A voz aveludada da mulher tomou conta da imaginação da menina e ela logo começou a imaginar tudo o que era narrado. Seu quarto tornara-se pouco a pouco no lugar descrito pela mãe.
“A noite era tão fria naquele lugar horrível que a pele de um humano comum poderia congelar e quebrar. A demasia de brisa parecia nuvens cobrindo todo o lugar e o chão de cascalho não contribuía para o silêncio. Ruídos e sons naturais causavam um ambiente aterrorizante, porém nada poderia aterrorizar Tana; uma bruxa madura e de corpo sensual, vestida num justo vestido vermelho com uma fenda na perna esquerda que ia até o fim do tecido, um busto decorado com joias e decote provocante.
Caminhava devagar, com os pés descalços. Seu rosto aparentava saúde inegável, pele lisa com rosado nas maçãs do rosto e o vermelho-sangue nos lábios, olhos com pouca maquiagem arroxeada nas pálpebras. Seus cabelos longos e louros estavam caídos nos ombros, perfeitamente penteados. Seu semblante era de ira.
Tana seguiu o caminho de cascalho até o mausoléu da família Andrade. Adentrou o portal que mantinha o local seguro, atravessou o pequeno corredor e desceu as escadas em caracol. Os tijolos crus, quadros fúnebres, um monopólio de teias de aranha sobre os tetos e paredes, roedores correndo atordoados completavam a ambientação deplorável. As escadas eram decoradas com cascalhos presos ao cimento. Nas paredes que rodeavam as escadas encontravam pequenos rubis distribuídos aleatoriamente.
No fim das escadas a visão era comum, caixões perfeitamente colocados em lugares planejados, sob pequenas rochas. O solo frio mostrava um grande círculo redondo no centro do local. Tal círculo exibia pinturas fúnebres e continha cinco caveiras em locais pensados e uma cabeça de cabra no centro. Nas extremidades do círculo continham pequenos pontos negros simétricos às caveiras.
Tana deu a volta no círculo e parou diante de um pequeno altar, contendo uma navalha e um livro fechado. A bruxa pegou a navalha e cortou a palma de sua mão, encostou sua mão sangrando em todos os pontos negros do círculo; conforme seu toque a caveira correspondente ao ponto acendia, após todos os pontos serem tocados, as caveiras estavam ligadas por traços brilhantes que formavam uma estrela de cinco pontas. De volta ao altar pegou o livro, virou-se ao círculo e fez uma reverência. Adentrou o círculo, ajeitou seu vestido e sentou no centro do círculo, em cima da cabeça de cabra.

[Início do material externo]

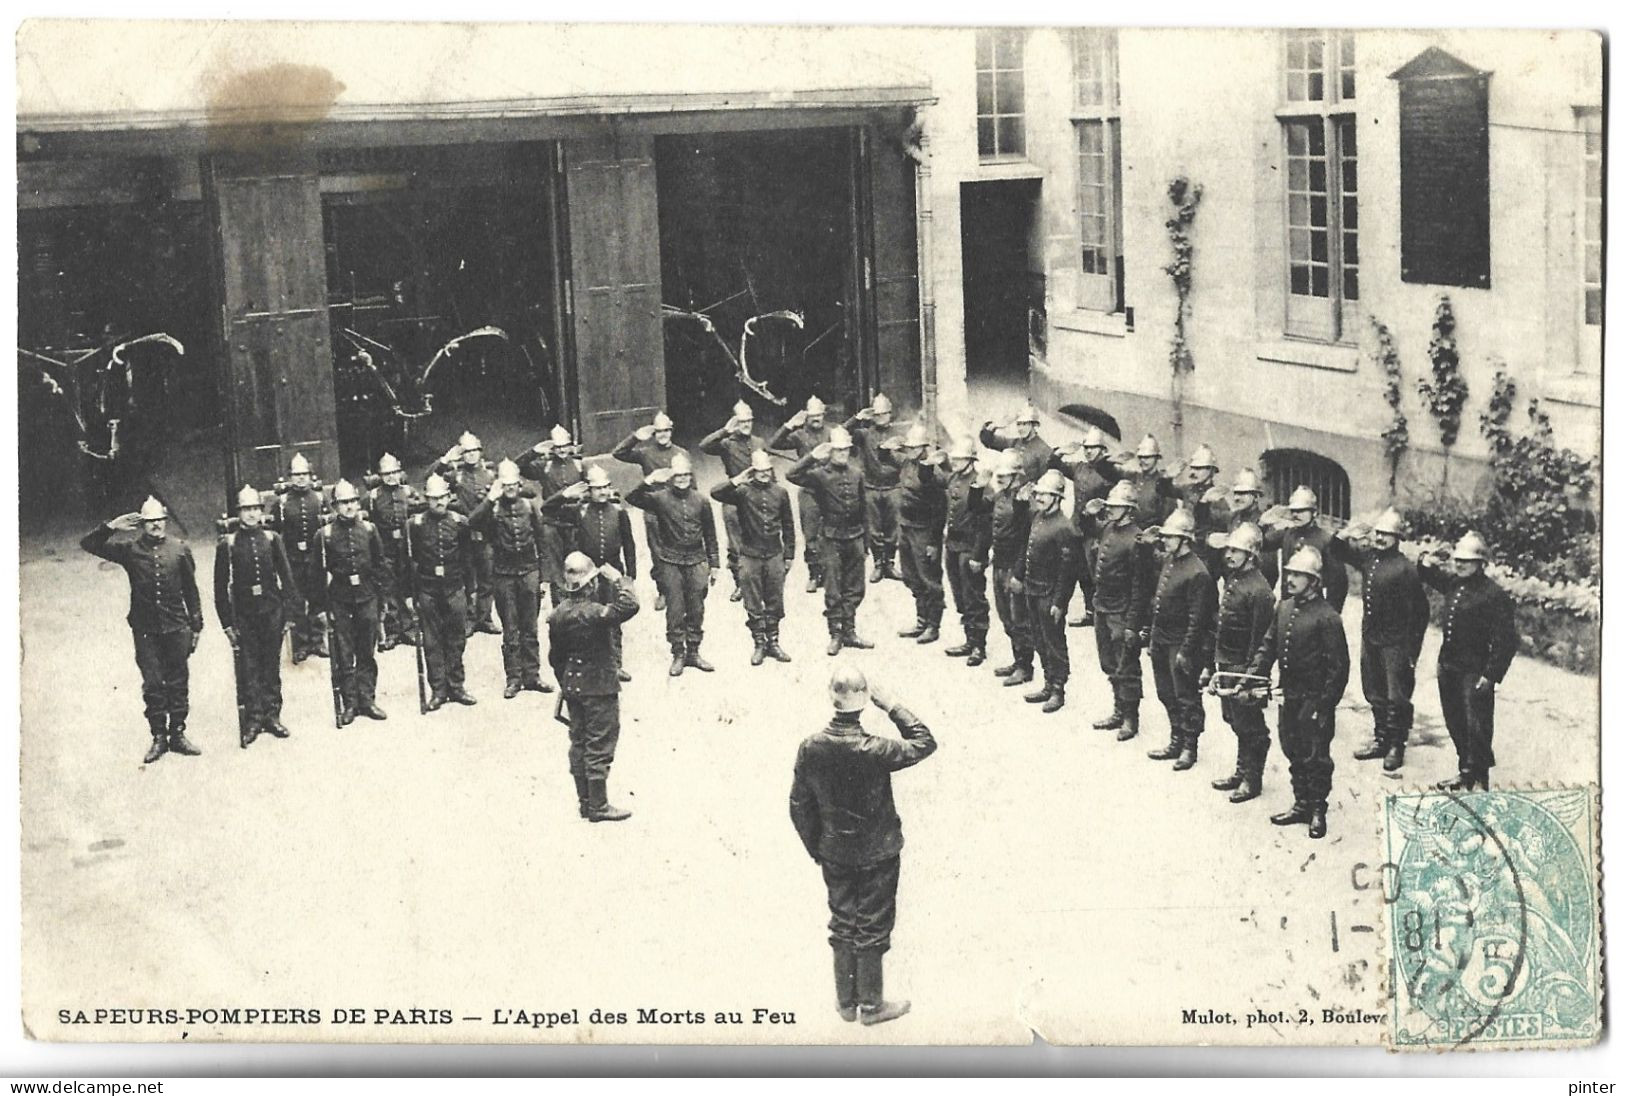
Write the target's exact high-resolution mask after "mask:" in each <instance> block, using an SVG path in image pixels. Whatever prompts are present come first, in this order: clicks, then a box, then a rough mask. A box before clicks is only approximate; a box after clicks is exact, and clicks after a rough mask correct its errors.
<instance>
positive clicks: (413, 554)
mask: <svg viewBox="0 0 1625 1096" xmlns="http://www.w3.org/2000/svg"><path fill="white" fill-rule="evenodd" d="M406 535H408V537H410V551H411V559H413V566H414V568H416V571H418V582H419V585H421V587H424V589H439V587H442V585H444V587H458V589H461V585H463V559H465V553H466V551H468V519H466V517H463V515H461V514H458V512H457V511H450V509H448V511H447V512H445V514H444V515H436V512H434V511H424V512H423V514H414V515H413V519H411V520H410V522H408V524H406Z"/></svg>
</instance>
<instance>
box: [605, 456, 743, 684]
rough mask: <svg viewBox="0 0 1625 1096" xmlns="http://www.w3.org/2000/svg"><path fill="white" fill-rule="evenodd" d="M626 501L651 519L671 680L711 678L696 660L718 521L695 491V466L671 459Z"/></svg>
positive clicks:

— Invoco o poder supremo, de todos os espíritos enterrados, de todos os demônios deste local.
Após pronunciar a invocação todas as caveiras abriram a boca e de lá saiu encorpadas nuvens negras que cobriu todo o ambiente; Tana estava sentada em um círculo onde todo o local fora do círculo era coberto por nuvens negras. Na direção do altar apareceram três pontos vermelhos, era deles a atenção da bruxa.
— Senhor Omin, coloco-me diante de seu poder e de sua ira – começou Tana. – Compreendo a lei a respeito da invocação e lhe informo que o motivo de tal ato é considerável.
— Julgarei após suas considerações – a voz de Omin era gélida e cortante.
— Senhor, eu venho informar uma traição! – Gil traiu a lei do sigilo. Informou sobre nossa existência a humanos.
— Traga-me o traidor!
No mesmo instante toda a nuvem negra adentrou novamente às bocas das caveiras, Tana ficou ofegante, o vento causado lhe despenteou.
Gil, o Traidor
O bangalô estava imundo, a cama bagunçada, uma poltrona cheia de roupas, pratos e talheres espalhados sob o cômodo e copos caídos. Garrafas de uísque vazias em cima da cômoda e pelo chão disputavam lugar com os preservativos usados que foram jogados assimetricamente.
A porta do bangalô fora arrombada e Tana adentrou o local. Trajava uma roupa justa de couro, calça e colete, sapatos de cano baixo e cabelo trançado formavam seu visual. A bruxa passou os olhos pelos imundos cômodos do local e os percebeu vazios. Olhou na varanda e somente a vista praiana existia lá. Enojou entrar no quarto, porém pode escutar o barulho do chuveiro.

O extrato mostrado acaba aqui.